At the beginning of April Microsoft announced the Surface 3, its new entry point device to compliment the Pro 3 range.
It has a fan-less Quad-core 1.6GHz Intel Atom x7 processor rather than a faster but more expensive Intel Core processor. This is a high performance Atom processor with a 2.4GHz turbo boost mode and advanced power management.
Most importantly with Intel inside a Surface 3 runs the full version of Windows 8.1 plus every existing and upcoming Windows application, tool or utility.
Yet, you may recall Microsoft's previous entry-level Surface devices ran something called Windows RT. This is because the Surface RT devices used the lower-cost ARM chip rather than an x86-compatible Intel processor.

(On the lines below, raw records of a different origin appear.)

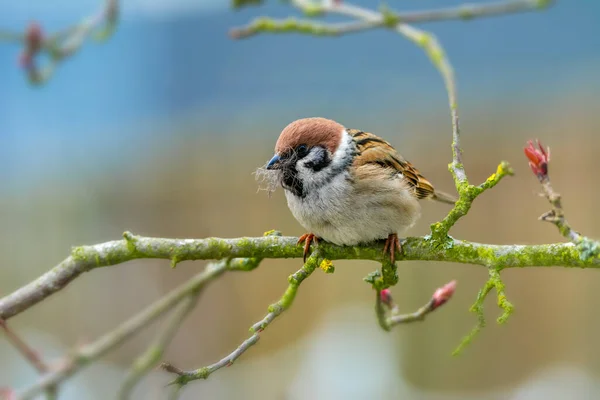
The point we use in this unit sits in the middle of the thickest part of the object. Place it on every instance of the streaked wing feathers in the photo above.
(374, 150)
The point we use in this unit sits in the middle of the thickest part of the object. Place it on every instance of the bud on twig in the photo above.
(33, 39)
(386, 297)
(443, 294)
(538, 159)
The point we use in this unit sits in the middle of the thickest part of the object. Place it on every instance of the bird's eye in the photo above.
(302, 150)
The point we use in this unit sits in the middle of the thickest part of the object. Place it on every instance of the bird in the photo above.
(347, 186)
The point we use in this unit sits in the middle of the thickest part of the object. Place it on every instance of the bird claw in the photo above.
(307, 239)
(392, 244)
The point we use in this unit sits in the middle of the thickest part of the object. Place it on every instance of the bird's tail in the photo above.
(444, 197)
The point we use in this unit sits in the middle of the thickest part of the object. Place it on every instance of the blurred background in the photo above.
(159, 130)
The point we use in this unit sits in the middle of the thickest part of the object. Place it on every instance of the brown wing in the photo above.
(374, 150)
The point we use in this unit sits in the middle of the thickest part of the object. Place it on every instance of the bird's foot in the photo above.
(392, 244)
(307, 239)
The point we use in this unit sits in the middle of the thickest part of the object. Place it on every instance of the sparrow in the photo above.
(347, 186)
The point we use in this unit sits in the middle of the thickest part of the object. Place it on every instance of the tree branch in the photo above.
(184, 377)
(87, 258)
(62, 44)
(88, 353)
(154, 353)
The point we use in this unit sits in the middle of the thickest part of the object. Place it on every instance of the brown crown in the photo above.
(311, 132)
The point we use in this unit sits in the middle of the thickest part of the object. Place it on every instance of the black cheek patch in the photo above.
(318, 165)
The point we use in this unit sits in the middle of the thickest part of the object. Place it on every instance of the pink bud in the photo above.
(34, 36)
(7, 393)
(443, 294)
(538, 159)
(386, 297)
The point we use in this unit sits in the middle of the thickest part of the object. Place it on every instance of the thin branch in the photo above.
(154, 353)
(86, 354)
(184, 377)
(63, 44)
(429, 43)
(87, 258)
(388, 314)
(289, 25)
(471, 11)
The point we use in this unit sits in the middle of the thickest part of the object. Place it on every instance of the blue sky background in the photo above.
(171, 61)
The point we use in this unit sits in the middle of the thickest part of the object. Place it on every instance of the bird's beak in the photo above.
(274, 162)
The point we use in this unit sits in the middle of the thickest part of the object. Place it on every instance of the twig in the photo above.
(539, 160)
(298, 26)
(471, 11)
(428, 42)
(87, 258)
(184, 377)
(152, 356)
(61, 45)
(384, 305)
(88, 353)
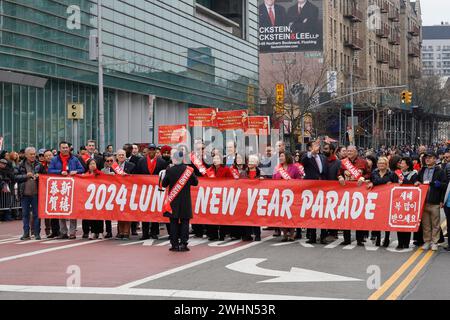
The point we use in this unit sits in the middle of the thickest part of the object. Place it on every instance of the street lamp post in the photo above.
(101, 111)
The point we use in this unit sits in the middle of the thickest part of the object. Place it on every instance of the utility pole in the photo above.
(352, 132)
(101, 110)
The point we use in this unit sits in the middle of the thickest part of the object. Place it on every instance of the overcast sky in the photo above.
(435, 11)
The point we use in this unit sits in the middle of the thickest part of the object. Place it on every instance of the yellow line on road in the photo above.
(377, 294)
(410, 277)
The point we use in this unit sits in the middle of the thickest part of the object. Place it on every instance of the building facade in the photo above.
(160, 58)
(376, 43)
(436, 50)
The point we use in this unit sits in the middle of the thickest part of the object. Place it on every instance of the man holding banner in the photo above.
(353, 168)
(178, 205)
(152, 165)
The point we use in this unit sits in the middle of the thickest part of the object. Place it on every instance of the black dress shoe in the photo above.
(184, 248)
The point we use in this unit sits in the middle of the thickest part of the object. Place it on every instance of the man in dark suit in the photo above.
(90, 148)
(271, 14)
(123, 227)
(150, 165)
(128, 147)
(181, 205)
(303, 17)
(316, 168)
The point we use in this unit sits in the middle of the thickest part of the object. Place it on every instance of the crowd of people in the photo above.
(409, 165)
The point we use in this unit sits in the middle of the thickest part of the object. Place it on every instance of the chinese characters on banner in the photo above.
(244, 202)
(258, 125)
(59, 196)
(405, 207)
(232, 120)
(172, 134)
(202, 117)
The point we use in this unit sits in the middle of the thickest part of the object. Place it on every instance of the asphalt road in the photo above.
(114, 269)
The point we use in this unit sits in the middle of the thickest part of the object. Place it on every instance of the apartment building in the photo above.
(436, 50)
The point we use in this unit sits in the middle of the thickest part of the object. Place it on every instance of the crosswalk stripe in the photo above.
(334, 244)
(350, 246)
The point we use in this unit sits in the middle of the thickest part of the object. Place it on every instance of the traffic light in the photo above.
(408, 97)
(403, 96)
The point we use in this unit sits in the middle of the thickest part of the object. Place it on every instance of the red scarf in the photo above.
(151, 164)
(178, 186)
(65, 162)
(332, 158)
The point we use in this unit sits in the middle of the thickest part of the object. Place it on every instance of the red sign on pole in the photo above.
(258, 125)
(172, 134)
(232, 120)
(202, 117)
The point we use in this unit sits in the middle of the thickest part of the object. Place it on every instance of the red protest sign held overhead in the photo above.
(258, 125)
(232, 120)
(202, 117)
(172, 134)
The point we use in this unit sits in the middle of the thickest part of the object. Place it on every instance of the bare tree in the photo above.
(303, 79)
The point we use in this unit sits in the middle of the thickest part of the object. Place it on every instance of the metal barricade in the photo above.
(10, 200)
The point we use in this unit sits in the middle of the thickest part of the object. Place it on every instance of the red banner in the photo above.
(278, 203)
(232, 120)
(258, 125)
(202, 117)
(172, 134)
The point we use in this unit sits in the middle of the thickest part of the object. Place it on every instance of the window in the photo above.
(229, 15)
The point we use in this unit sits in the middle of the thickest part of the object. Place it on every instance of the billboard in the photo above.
(290, 25)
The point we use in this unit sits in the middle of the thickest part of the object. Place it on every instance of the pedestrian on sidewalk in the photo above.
(26, 176)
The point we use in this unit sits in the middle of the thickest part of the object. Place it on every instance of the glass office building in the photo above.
(160, 58)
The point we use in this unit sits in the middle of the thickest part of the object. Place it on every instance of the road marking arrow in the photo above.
(249, 266)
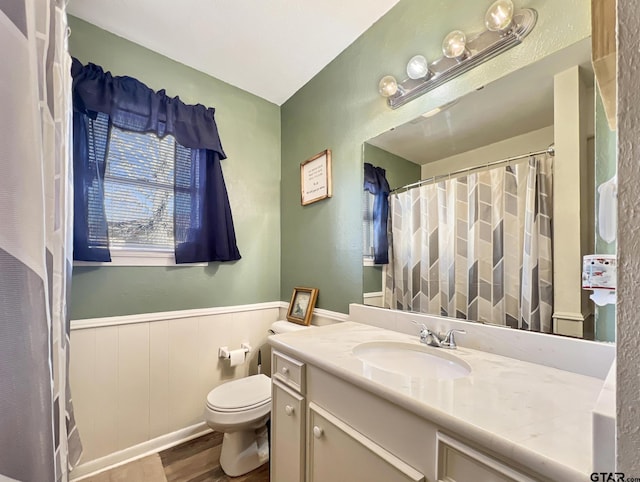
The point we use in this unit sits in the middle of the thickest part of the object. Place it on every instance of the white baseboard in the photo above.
(129, 454)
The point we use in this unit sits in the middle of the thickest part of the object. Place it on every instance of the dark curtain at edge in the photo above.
(206, 232)
(376, 183)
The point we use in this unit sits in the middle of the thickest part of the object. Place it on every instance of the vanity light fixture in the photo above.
(506, 27)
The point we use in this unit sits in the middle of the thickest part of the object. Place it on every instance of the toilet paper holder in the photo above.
(224, 352)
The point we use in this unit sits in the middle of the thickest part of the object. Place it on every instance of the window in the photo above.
(147, 175)
(138, 193)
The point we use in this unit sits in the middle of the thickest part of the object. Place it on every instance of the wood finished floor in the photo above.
(195, 461)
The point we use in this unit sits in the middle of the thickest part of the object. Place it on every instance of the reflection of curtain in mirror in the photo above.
(476, 247)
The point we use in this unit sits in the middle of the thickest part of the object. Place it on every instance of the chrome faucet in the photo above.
(431, 338)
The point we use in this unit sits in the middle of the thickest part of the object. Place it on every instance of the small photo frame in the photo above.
(303, 300)
(315, 178)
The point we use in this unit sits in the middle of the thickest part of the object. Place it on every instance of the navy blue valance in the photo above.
(132, 105)
(203, 224)
(376, 183)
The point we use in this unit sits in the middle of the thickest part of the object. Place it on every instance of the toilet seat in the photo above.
(243, 394)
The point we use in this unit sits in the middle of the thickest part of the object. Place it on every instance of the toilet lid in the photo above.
(241, 393)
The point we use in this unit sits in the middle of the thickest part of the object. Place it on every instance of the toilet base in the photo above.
(244, 451)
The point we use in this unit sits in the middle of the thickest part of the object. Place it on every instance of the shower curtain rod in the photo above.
(549, 150)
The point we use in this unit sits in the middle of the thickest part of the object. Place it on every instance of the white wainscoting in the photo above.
(136, 378)
(139, 382)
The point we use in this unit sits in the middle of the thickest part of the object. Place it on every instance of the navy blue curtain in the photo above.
(203, 223)
(376, 183)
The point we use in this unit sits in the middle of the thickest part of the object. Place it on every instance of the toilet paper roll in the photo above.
(236, 357)
(603, 297)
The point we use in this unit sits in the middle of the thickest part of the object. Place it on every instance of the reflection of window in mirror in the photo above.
(367, 228)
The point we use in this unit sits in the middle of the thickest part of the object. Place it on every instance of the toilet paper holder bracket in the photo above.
(224, 352)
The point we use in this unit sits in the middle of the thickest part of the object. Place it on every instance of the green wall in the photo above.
(340, 108)
(399, 172)
(250, 131)
(606, 162)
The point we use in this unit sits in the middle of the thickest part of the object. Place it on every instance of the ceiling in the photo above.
(269, 48)
(518, 103)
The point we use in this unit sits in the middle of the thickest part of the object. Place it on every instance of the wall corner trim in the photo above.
(168, 315)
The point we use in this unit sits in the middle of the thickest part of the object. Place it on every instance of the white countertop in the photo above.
(535, 415)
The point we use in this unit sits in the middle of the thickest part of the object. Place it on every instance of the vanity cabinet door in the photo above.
(338, 453)
(457, 462)
(287, 434)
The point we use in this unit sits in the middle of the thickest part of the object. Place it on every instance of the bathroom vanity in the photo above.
(356, 402)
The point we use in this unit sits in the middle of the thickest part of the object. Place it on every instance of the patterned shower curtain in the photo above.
(38, 433)
(477, 247)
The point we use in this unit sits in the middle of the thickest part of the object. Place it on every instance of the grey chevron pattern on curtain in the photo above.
(476, 247)
(38, 433)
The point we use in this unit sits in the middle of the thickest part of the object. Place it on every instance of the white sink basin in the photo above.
(415, 361)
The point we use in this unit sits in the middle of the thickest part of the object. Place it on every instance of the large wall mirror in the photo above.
(478, 237)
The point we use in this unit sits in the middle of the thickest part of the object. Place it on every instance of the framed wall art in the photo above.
(315, 178)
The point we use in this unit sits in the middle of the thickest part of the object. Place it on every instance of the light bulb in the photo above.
(417, 67)
(388, 86)
(499, 16)
(454, 44)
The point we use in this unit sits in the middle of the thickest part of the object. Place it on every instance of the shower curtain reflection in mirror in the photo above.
(476, 247)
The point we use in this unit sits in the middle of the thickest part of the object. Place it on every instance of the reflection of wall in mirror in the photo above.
(605, 169)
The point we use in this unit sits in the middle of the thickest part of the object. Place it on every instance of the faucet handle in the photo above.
(448, 339)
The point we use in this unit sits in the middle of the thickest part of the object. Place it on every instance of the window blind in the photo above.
(139, 194)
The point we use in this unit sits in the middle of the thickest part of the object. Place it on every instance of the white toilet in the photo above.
(241, 408)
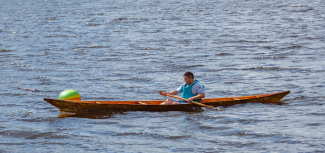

However, the problem with Windows RT apps is that they have to be recompiled specifically for the ARM platform. And, in the end, not enough of these RT-flavour apps became available. So, despite a significant cost advantage, a Surface RT consumer ended up with a far less practical computing device.
With the introduction of the Surface 3 we can be assured the Windows RT experiment is over. This particular operating system is now obsolete. A direction many observers predicted when Microsoft announced a trade-in deal for older Surface RT and Surface Pro models.
Now it's Windows 8.1 for everyone, with a free upgrade to Windows 10 when it appears later this year.